Member of the National Assembly of South Africa
- In office 4 May 2017 – 28 May 2024
- Preceded by: Agnes Qikani

Personal details
- Born: Terence Skhumbuzo Mpanza 4 October 1964 (age 61)
- Party: African National Congress
- Alma mater: University of Natal (BA)
- Profession: Politician
- Committees: Portfolio Committee on International Relations and Cooperation

= Terence Mpanza =

South African politician (b. 1964)

Terence Skhumbuzo Mpanza (born 4 October 1964) is a South African politician. He is a former Member of the National Assembly of South Africa. Mpanza is a member of the African National Congress.

==Education==
Mpanza holds a Bachelor of Arts (BA) from the University of Natal.

==Political career==
Mpanza became involved in politics while at university. He was a member of the South African Student Congress and served on the leadership of the organisation at the University of Natal. He served on the Students' Representative Council (SRC) at the University of Natal. Mpanza was a South African Municipal Workers' Union shop steward at the Msunduzi Local Municipality. He has also been a regional treasurer, regional chairperson, provincial chairperson and a member of the National Executive Committee of SAMWU. He formerly served as the secretary-general of South African National Civics Organisation.

===Parliament===
Mpanza became a member of the National Assembly on 4 May 2017. He replaced Agnes Qikani, who resigned. On 23 May 2017, he became an alternate member of the Committee On Auditor-General and a member of the Portfolio Committee On Transport.

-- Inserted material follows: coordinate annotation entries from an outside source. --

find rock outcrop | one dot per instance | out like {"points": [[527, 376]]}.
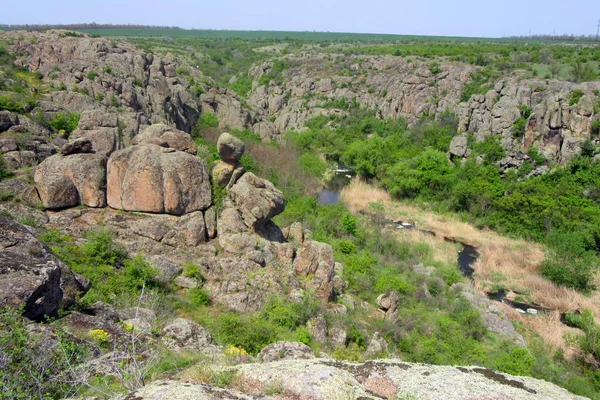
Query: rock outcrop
{"points": [[390, 379], [86, 172], [32, 276], [155, 179]]}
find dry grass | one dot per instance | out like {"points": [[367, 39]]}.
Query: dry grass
{"points": [[358, 194], [503, 263]]}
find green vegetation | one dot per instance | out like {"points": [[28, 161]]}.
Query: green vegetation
{"points": [[115, 277], [31, 368]]}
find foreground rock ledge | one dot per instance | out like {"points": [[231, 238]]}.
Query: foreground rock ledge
{"points": [[320, 379]]}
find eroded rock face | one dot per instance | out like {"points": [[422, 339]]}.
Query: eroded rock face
{"points": [[285, 351], [166, 136], [57, 191], [257, 200], [321, 379], [183, 334], [316, 259], [32, 276], [230, 148], [183, 391], [87, 172], [154, 179]]}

On 21 January 2019, Mpanza and SANCO president Richard Mdakane appeared in the Durban Magistrate's court over graft charges. They are accused of creating false invoices for a skills development project and allegedly channelling more than R1 million to themselves.

Mpanza was placed on the ANC's national list for the 2019 general election and was re-elected at the election. He currently serves on the Portfolio Committee on International Relations and Cooperation.

During a committee meeting in October 2020, Mpanza said that the lack of female South African candidates to fill positions on the African Union Commission was highly unacceptable and could not be tolerated that the principles of gender equality and representation were not considered.

Mpanza did not seek reelection in 2024 and left parliament.